A. A video consultation with a doctor is required and, when necessary, leaving home to seek medical attention can be allowed if a child develops the following symptoms:
a. A fever that lasts over 48 hours or a high fever over 39°C complicated with chills/cold sweats;
b. Persistent low levels of physical activity after dissipation of fever;
c. Persistent shortness of breath/breathlessness or chest tightness or pain after dissipation of fever;
d. Persistent vomiting, headache or abdominal pain;
e. The child hasn't eaten or had urine output for over 12 hours.
B. If a child has the following symptoms, calling 119 or asking a friend or relative living in the same residence to drive the child to the hospital in a medical emergency is advised:
c. Difficulty breathing or signs of a sunken chest;
d. Pale or purplish lips;
e. Oxygen saturation below 94%;
f. Cold limbs combined with mottled skin and cold sweats.
The CECC further pointed out that starting from today, restrictions on the health conditions of people living with confirmed cases under home care will be lifted and principles for separate admission and treatment based on the severity of confirmed COVID-19 cases will also be adjusted.
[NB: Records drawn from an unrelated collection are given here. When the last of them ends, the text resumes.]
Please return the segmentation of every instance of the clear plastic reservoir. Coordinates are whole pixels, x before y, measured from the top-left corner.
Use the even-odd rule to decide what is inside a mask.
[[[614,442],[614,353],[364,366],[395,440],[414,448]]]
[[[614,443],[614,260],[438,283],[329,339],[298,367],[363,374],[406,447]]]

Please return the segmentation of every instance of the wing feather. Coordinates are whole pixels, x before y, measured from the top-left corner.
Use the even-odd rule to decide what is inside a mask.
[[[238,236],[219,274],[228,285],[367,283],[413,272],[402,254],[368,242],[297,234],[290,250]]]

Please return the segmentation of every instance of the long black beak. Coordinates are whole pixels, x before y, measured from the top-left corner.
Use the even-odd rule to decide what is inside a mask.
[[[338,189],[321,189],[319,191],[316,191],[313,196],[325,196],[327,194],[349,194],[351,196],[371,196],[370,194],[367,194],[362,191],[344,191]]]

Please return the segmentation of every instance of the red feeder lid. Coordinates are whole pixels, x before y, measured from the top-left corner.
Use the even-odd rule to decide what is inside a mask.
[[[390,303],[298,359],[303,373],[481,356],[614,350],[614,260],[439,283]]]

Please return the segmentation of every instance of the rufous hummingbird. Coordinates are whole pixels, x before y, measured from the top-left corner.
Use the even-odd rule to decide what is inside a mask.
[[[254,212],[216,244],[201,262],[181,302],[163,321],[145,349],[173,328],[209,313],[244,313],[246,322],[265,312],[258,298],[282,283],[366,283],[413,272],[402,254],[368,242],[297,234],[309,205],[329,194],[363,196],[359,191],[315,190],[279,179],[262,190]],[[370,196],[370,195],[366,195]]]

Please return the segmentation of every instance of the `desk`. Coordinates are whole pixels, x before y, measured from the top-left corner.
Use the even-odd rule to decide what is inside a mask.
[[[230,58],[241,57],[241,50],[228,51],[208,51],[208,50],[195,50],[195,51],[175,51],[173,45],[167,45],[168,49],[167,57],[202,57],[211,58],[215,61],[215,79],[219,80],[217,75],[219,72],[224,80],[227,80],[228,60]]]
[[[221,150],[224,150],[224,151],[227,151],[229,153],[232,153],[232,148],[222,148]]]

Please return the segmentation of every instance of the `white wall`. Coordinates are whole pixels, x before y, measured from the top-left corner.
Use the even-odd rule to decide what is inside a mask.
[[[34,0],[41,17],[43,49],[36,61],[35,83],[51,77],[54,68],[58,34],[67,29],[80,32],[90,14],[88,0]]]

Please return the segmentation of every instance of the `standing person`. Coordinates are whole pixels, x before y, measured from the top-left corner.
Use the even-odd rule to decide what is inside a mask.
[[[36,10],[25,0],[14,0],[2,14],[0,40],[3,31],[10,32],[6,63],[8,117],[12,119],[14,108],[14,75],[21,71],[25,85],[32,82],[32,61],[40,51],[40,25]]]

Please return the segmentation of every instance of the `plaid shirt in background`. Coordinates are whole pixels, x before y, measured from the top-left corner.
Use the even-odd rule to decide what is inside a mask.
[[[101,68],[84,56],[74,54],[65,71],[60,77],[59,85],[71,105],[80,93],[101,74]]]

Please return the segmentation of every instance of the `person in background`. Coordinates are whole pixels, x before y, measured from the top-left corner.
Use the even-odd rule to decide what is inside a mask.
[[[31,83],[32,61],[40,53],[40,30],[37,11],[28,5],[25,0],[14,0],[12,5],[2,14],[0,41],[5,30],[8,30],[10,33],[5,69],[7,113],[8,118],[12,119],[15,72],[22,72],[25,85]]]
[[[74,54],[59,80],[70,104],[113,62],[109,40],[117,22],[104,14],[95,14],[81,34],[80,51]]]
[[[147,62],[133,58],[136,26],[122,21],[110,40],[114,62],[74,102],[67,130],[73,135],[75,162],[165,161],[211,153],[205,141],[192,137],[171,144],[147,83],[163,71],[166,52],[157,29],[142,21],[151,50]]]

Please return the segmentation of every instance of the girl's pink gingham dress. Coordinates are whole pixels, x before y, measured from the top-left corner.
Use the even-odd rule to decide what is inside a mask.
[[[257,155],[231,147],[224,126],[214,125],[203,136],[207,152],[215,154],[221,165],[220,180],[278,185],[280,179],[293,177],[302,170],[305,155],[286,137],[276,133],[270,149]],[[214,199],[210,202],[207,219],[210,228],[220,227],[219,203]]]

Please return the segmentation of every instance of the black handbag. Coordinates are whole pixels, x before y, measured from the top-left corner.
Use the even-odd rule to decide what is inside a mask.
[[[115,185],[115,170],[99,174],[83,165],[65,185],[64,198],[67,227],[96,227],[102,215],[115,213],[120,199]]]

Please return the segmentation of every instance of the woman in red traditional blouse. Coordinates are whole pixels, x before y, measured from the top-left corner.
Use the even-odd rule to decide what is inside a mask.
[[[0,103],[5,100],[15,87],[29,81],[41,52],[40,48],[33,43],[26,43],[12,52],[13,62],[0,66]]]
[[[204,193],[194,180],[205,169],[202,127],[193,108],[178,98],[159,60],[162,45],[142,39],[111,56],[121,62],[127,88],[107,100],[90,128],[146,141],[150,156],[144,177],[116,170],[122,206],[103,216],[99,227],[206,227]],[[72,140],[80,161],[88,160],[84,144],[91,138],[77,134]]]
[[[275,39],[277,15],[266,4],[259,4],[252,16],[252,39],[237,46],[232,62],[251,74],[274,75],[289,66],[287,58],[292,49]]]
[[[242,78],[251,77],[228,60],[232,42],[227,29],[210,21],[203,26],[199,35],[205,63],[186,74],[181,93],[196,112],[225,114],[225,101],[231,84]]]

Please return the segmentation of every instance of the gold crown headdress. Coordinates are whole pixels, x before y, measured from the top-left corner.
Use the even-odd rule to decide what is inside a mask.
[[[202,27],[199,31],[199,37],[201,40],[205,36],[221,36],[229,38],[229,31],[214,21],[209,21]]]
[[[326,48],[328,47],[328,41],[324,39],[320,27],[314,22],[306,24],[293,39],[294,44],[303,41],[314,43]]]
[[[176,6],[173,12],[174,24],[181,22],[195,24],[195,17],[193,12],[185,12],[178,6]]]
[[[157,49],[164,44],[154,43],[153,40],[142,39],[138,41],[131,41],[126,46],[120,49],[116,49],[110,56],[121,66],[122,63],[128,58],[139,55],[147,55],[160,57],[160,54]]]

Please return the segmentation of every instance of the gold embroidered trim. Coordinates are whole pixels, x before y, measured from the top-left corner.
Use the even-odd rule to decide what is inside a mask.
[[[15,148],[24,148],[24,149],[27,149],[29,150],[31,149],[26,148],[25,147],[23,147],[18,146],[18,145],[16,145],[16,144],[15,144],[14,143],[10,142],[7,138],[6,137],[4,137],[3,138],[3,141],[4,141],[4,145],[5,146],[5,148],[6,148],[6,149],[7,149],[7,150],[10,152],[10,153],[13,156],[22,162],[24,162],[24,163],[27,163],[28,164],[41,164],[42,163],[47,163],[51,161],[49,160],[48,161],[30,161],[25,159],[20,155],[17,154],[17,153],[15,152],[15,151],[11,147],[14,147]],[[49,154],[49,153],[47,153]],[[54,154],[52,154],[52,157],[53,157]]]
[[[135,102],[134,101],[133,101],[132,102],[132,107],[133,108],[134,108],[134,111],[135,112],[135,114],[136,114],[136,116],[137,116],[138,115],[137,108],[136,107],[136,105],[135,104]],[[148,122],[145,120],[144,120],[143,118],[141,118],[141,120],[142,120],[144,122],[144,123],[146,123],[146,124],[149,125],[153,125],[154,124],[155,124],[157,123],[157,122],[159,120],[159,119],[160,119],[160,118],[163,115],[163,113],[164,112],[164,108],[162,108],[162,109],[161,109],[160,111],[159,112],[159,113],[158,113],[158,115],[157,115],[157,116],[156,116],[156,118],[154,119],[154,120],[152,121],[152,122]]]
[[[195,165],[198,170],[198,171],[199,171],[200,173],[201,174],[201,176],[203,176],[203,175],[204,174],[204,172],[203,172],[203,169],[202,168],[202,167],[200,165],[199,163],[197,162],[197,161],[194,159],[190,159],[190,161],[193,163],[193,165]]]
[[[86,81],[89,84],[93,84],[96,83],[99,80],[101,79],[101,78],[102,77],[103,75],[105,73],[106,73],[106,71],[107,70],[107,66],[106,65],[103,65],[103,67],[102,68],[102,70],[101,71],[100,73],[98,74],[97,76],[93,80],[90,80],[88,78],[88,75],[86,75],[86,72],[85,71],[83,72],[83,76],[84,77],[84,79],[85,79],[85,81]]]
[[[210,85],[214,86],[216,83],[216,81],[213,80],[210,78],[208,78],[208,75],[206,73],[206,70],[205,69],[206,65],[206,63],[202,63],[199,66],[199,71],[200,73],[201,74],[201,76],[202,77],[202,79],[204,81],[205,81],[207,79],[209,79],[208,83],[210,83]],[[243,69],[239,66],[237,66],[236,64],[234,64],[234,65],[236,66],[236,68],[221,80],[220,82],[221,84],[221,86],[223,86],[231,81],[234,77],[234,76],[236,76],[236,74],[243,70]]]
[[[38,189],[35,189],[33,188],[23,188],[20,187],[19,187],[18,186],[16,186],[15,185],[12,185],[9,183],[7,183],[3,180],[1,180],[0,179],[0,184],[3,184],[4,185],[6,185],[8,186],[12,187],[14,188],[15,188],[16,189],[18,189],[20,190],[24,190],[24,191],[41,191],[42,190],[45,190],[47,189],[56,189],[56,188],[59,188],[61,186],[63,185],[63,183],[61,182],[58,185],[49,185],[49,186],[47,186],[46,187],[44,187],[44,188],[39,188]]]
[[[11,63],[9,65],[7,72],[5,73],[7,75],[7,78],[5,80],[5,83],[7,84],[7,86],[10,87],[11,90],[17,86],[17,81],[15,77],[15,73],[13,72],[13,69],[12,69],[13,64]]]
Details are listed below.
A. People with moderate/severe symptoms will be admitted to the hospital.
B. Adults and adolescents who have COVID-19 and no/mild symptoms: individuals who are 75 or older, require hemodialysis, or are 36 weeks or more pregnant will be admitted to the hospital; individuals aged 70-74 who are able to take care of themselves or have accompanying caregivers, adults aged 65-69 who live alone, or women within 35 weeks pregnant will stay in an enhanced government quarantine facilities/quarantine hotels; people under 69 years of age who don't require hemodialysis or are not pregnant, meet the criteria for home care, and are not in the 65-69 age group and don't live alone will be placed under home care.
C. Children with no/mild symptoms: infants younger than 3 months who have a fever, infants between 3 to 12 months who have a fever over 39° C, or those requiring hemodialysis will be admitted to the hospital. Children who are not included in the above conditions will be allowed to receive home care if they meet the home care criteria; children who don't meet those criteria will be admitted to enhanced government quarantine facilities/quarantine hotels along with their caregivers.
D. Exception: confirmed cases with no or mild symptoms who don't meet home care criteria can be allowed to receive care at home if confirmed cases themselves or their legal representatives request home care and after medical professionals' assessments.
E. Criteria for transfer to home care: individuals who have been admitted to hospitals or enhanced government quarantine facilities/quarantine hotels for three to five days can be allowed to return home for home care if their residences meet home care requirements and they have been assessed to be not requiring further care but requiring isolation by medical professionals.
F. Change of the number of mandatory rapid tests for people living with confirmed cases under home care: cohabitants without confirmed infection should isolate until 10 days after the date when the last confirmed case in the household was confirmed to be infected; cohabitants should take at-home rapid tests when they have symptoms and on the last day of their isolation period. After meeting the criteria for release from isolation, cohabitants should practice enhanced self-health management for seven days and take rapid tests if symptoms occur in this period.